Les relations entre chameaux et sociétés
ENTRE MARGINALISATION ET IDEALISATION
Texte de Bernard Faye1 et François Brey2
1. CIRAD-EMVT, Campus International de Baillarguet, 34398 Montpellier cedex
2. Association Camélomane, 20 rue du Terrage, 75010 Paris
Bien que le chameau ait eu dès sa domestication, il y a 6000 ans (Eppstein, 1971), un rôle essentiellement utilitaire, l’homme a toujours entretenu avec lui des rapports affectifs et symboliques dont l’importance est peut-être proportionnelle aux dimensions de l’animal et aux services qu’il rend à l’homme du désert. Cet attrait pour l’animal perdure aussi bien dans les pays du Sud que dans les sociétés occidentales, pour des raisons évidemment différentes.

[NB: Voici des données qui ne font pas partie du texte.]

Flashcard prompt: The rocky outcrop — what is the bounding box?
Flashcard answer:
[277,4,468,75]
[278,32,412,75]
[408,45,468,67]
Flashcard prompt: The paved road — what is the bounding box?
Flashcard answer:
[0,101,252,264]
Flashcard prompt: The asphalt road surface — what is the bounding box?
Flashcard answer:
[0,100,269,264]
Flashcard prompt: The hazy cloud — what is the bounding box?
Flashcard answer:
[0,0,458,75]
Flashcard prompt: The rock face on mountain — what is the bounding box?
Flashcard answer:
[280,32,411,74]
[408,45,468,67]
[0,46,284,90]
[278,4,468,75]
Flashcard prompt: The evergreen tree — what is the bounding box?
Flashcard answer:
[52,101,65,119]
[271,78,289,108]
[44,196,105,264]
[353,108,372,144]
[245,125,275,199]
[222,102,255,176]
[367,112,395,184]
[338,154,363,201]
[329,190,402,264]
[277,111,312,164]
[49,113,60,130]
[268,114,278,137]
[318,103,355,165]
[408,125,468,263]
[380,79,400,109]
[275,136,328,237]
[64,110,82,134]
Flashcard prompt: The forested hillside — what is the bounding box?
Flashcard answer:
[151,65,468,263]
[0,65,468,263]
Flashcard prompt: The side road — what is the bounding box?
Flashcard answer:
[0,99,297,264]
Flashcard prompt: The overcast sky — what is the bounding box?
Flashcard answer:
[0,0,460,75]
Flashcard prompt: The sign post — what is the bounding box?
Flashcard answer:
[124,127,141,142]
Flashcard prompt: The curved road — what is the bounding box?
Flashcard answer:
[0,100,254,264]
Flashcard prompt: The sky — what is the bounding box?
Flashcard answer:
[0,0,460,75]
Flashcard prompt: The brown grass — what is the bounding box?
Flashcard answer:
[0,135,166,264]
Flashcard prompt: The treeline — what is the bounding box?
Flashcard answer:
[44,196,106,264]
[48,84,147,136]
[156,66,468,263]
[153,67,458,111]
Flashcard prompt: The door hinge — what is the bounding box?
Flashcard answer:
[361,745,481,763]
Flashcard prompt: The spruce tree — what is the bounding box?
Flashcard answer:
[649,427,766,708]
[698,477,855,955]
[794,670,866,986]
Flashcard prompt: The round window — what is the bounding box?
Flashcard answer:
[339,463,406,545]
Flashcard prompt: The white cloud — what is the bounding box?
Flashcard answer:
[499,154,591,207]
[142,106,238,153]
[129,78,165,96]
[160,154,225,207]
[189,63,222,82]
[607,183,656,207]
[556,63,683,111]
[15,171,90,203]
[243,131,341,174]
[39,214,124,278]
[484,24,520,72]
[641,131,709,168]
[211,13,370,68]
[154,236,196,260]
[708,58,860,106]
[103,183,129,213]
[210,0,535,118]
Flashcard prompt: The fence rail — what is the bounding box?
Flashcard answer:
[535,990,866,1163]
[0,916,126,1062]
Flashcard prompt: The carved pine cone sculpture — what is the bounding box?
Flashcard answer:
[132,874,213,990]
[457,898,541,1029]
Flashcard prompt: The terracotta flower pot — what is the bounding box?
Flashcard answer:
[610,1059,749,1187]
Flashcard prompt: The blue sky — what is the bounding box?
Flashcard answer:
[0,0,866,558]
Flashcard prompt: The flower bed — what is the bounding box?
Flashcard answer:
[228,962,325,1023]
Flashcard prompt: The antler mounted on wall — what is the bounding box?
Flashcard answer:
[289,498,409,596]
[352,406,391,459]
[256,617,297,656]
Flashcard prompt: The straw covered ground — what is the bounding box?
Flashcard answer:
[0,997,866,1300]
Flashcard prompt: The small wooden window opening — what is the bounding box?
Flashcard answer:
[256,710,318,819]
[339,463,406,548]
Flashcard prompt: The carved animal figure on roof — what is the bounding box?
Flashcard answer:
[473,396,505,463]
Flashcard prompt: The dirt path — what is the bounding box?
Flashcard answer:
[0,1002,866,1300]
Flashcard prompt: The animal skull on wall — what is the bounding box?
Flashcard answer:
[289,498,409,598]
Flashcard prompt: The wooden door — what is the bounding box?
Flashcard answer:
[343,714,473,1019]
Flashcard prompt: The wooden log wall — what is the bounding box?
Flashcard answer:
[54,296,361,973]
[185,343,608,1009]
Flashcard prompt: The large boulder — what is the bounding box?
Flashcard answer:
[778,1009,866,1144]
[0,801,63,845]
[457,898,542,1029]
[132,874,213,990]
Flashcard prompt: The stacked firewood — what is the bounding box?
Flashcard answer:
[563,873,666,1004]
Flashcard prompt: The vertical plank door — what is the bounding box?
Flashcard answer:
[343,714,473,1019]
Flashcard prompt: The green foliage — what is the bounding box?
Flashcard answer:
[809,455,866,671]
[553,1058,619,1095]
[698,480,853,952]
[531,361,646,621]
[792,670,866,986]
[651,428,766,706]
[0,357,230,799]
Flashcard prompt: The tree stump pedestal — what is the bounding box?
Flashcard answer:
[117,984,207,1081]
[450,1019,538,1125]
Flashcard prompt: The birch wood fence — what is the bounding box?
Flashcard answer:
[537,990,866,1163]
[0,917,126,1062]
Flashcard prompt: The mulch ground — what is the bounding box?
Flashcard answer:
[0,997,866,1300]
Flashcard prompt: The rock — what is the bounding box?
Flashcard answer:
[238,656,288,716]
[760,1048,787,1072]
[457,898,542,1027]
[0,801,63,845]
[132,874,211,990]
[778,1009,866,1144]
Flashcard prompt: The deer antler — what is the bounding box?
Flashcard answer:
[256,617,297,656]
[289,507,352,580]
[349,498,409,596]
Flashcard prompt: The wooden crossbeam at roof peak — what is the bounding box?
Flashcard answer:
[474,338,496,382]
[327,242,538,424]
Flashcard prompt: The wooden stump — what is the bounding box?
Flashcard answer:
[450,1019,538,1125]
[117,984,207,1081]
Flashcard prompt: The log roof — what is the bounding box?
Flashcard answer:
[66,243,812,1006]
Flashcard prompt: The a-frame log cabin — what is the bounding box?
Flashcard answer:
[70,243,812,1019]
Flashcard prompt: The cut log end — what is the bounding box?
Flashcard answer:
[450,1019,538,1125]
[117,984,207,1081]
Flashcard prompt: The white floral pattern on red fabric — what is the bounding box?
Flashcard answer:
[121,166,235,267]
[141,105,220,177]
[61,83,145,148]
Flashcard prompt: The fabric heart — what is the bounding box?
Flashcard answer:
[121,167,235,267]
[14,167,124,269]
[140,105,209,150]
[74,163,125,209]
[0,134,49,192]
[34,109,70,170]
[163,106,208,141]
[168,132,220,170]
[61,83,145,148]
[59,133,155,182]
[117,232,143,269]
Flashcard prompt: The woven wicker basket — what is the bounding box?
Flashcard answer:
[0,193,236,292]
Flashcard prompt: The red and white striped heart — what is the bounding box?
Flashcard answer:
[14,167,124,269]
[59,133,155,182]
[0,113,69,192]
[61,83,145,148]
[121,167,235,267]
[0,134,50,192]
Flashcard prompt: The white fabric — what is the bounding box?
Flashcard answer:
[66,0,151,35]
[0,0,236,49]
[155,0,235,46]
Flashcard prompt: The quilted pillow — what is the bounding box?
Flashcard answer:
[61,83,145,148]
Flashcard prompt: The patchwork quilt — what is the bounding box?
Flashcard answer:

Chez les maures de Mauritanie, le désert se décrit comme un immense troupeau de dromadaires et chaque dune est décrite comme un chameau couché. Cette manière de décrire le paysage permet aux nomades de mémoriser un itinéraire et de le transmettre. Le dromadaire imprègne les rêves des uns, les descriptions du monde des autres, il inspire les poètes des temps préislamiques à nos jours.
Mais il renvoie aussi à une imagerie populaire empreinte de clichés, d’a priori et de méconnaissances qui le confinent dans un positionnement passéiste, voire obsolète. Cette relation ambivalente se reflète dans les comportements sociaux, les symboles véhiculés et les politiques de développement mis en œuvre ici ou là. De nos jours, les rapports entre le dromadaire et les sociétés du Nord et du Sud obéissent à ces deux tendances divergentes entre marginalisation et idéalisation. Ils se déclinent cependant différemment selon les sociétés en question, la ligne de fracture n’étant pas celle qui sépare les sociétés elles-mêmes, mais plutôt la place que chacune d’entre elles, est prête à donner au dromadaire.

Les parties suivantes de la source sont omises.